When I first started trying to follow Jesus, I had no past experience with prayer. And when I tried to pray, I kept finding myself thinking about a story many of us heard as children about a couple who rescued a fairy and were granted three wishes. While trying to decide what to wish for, the man accidentally said while he was hungry that he wished he had a string of sausages. The woman was so angry that he’d wasted one of their wishes on sausage that she accidentally said she wished the sausages were stuck on the end of his nose. Then they had to use their last wish to remove the sausages, and they gained nothing from their three wishes. I knew I was being silly, but I kept worrying that I would accidentally word my prayers in such a way as to get things I didn’t want. It was hard to trust that God wasn’t like the fairy in the story and would never do something like that to me. I had to keep telling myself that God already knows what I need, actively desires what is good for me, and would never play tricks on me.
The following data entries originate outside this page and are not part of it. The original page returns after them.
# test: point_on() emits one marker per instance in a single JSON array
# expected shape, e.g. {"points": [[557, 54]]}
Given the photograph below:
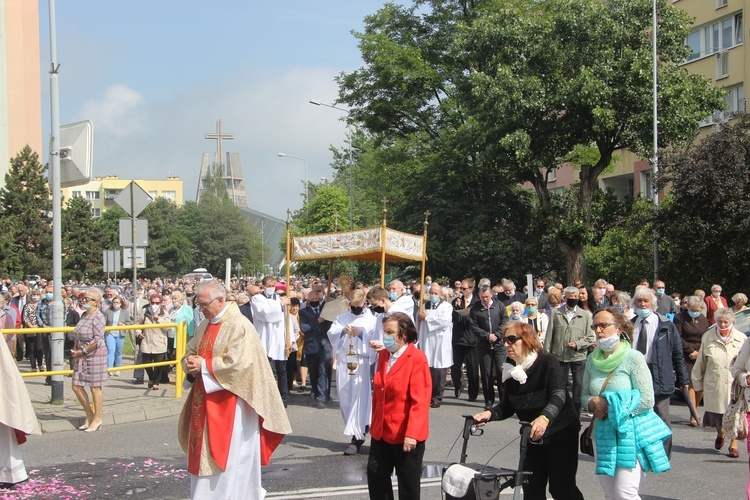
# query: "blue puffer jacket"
{"points": [[623, 438]]}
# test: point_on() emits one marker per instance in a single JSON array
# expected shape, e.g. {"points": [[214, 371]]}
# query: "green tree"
{"points": [[81, 246], [169, 252], [25, 212], [486, 94], [706, 222]]}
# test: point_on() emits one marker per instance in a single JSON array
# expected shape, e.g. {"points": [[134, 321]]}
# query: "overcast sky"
{"points": [[155, 75]]}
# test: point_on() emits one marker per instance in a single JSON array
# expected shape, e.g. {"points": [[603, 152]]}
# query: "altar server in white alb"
{"points": [[355, 329], [435, 336], [17, 419], [268, 320]]}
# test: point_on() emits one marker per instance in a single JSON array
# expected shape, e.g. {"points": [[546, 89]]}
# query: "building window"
{"points": [[735, 101], [721, 35], [647, 190], [111, 194]]}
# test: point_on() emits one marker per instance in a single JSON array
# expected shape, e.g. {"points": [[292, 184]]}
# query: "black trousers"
{"points": [[279, 366], [320, 370], [577, 368], [556, 462], [438, 376], [468, 355], [661, 408], [155, 374], [490, 371], [383, 459]]}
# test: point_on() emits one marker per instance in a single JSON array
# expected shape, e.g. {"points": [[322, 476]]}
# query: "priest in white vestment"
{"points": [[435, 337], [17, 420], [354, 328], [270, 322], [233, 418]]}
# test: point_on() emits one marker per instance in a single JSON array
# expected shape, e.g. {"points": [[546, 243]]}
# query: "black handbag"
{"points": [[587, 444]]}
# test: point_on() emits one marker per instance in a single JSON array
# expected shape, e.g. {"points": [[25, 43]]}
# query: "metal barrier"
{"points": [[180, 341]]}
Most of you probably haven’t had this exact worry. And yet many of us have worried at some point in our lives about how we are praying, whether we are doing it right, and whether God might refuse to bless us if we pray badly. Jesus teaches us never to worry about these things.
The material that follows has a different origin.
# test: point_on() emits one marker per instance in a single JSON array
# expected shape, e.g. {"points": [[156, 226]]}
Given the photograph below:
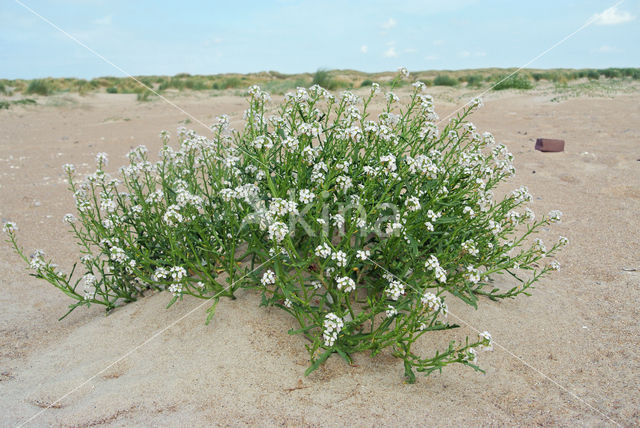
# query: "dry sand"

“And when you pray, do not keep on babbling like pagans, for they think they will be heard because of their many words. Do not be like them, for your Father knows what you need before you ask him.”
- Matthew 6:7-8 (NIV)
Contemporaries of Jesus weren’t hung up on stories about fairies and sausages. But they did apparently imagine that perhaps praying very lengthy and repetitive prayers would somehow help stir God into action. But Jesus tells us that what stirs God to action is knowing what we need and caring about our well being. Prayer then is not so much a way to manipulate God but a way to connect with God, sharing our feelings and desires and listening to learn more about God’s feelings and desires so that we can grow in intimacy with God. In this context, we ask for the things we want, not because God grants wishes to certain people but because God loves us and desires to give us good things.
This week, I want to encourage us once again to grow in prayer. And I pray that each of us will pursue relationship with God knowing that we will never be misunderstood as we lay our hearts before our maker and that there is nothing we need to do to cause our prayers to be effective. We can trust that God sees into our hearts and that we will always be met exactly where we are with love and care.